My omelet was cold and rubbery. I scooped another piece into my mouth. I tucked my manatee under my arm and looked at Nate.

I wasn't trying to look pitiful, but I must have, because his expression had done a one-eighty.

"God damnit, Matt." He came to me and clasped the back of my neck, leaning in and pressing his forehead to mine. He smelled like cologne and autumn. Like the outside world. My big brother. I shut my eyes against the prick of tears.

"Why am I so fucked up," I whispered.

"Hey little guy, you're not fucked up." He stroked my neck. "I love you buddy, your brother loves you."

My throat constricted. Was he trying to make me cry? I squeezed the manatee.

"And Hannah loves you, Matt. She really loves you. Can't you see that?"

Nate straightened and turned away suddenly. He brought a hand to his face.

"We're bringing you home today." He cleared his throat and got control of his voice. "You need to make a meaningful effort with your breakfast, show that your system is bouncing back. The doctor is going to check you. The psychiatrist wants to check you out, too. Be nice, okay? And you
have
to promise to take your discharge meds, whatever they are."

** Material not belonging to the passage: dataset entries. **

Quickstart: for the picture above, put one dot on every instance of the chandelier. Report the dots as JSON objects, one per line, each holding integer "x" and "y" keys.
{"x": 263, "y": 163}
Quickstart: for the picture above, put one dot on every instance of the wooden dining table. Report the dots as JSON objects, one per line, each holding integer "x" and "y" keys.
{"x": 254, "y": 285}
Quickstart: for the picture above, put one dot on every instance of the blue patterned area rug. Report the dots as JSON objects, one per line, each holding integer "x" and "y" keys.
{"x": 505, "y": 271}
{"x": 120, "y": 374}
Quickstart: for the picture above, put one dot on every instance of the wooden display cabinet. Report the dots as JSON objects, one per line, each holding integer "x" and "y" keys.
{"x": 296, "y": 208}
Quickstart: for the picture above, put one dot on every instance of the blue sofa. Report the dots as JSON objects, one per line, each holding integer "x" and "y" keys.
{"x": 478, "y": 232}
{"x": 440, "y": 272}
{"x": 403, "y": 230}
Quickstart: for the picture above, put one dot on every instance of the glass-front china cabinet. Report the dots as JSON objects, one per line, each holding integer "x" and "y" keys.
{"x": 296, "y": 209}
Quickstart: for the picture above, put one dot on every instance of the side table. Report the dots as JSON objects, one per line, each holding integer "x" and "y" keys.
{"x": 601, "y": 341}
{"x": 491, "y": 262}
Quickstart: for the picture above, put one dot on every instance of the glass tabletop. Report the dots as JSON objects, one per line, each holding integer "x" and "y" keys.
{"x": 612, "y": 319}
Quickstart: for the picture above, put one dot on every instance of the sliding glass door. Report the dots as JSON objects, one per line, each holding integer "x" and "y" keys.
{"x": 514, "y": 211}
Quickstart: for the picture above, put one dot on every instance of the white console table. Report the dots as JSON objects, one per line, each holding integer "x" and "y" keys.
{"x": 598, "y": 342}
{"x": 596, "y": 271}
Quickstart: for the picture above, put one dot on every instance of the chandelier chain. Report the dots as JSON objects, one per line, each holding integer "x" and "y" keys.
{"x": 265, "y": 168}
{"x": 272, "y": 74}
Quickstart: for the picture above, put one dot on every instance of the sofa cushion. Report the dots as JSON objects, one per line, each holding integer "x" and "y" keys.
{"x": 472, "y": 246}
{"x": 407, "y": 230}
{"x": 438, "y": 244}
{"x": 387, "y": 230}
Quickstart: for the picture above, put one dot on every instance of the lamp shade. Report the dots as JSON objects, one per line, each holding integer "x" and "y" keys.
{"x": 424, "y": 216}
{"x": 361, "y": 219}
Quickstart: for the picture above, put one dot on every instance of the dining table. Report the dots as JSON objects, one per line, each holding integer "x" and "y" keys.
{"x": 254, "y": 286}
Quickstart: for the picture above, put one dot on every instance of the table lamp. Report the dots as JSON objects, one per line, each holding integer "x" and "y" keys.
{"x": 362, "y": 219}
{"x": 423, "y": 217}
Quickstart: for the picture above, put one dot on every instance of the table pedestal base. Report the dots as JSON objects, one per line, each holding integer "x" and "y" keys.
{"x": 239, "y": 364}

"I promise, I will." I chewed another mealy bite of omelet.

"Alright buddy. When they're through with you, I'll fill out the discharge paperwork. I've brought you some clothes, too."

Another swell of panic ebbed in my chest. My blood was pure Librium. I was thinking about the clothes I had at the cabin. I didn't have much. When I packed in August, I wasn't worried about looking good. But now? Now I was going to see Hannah.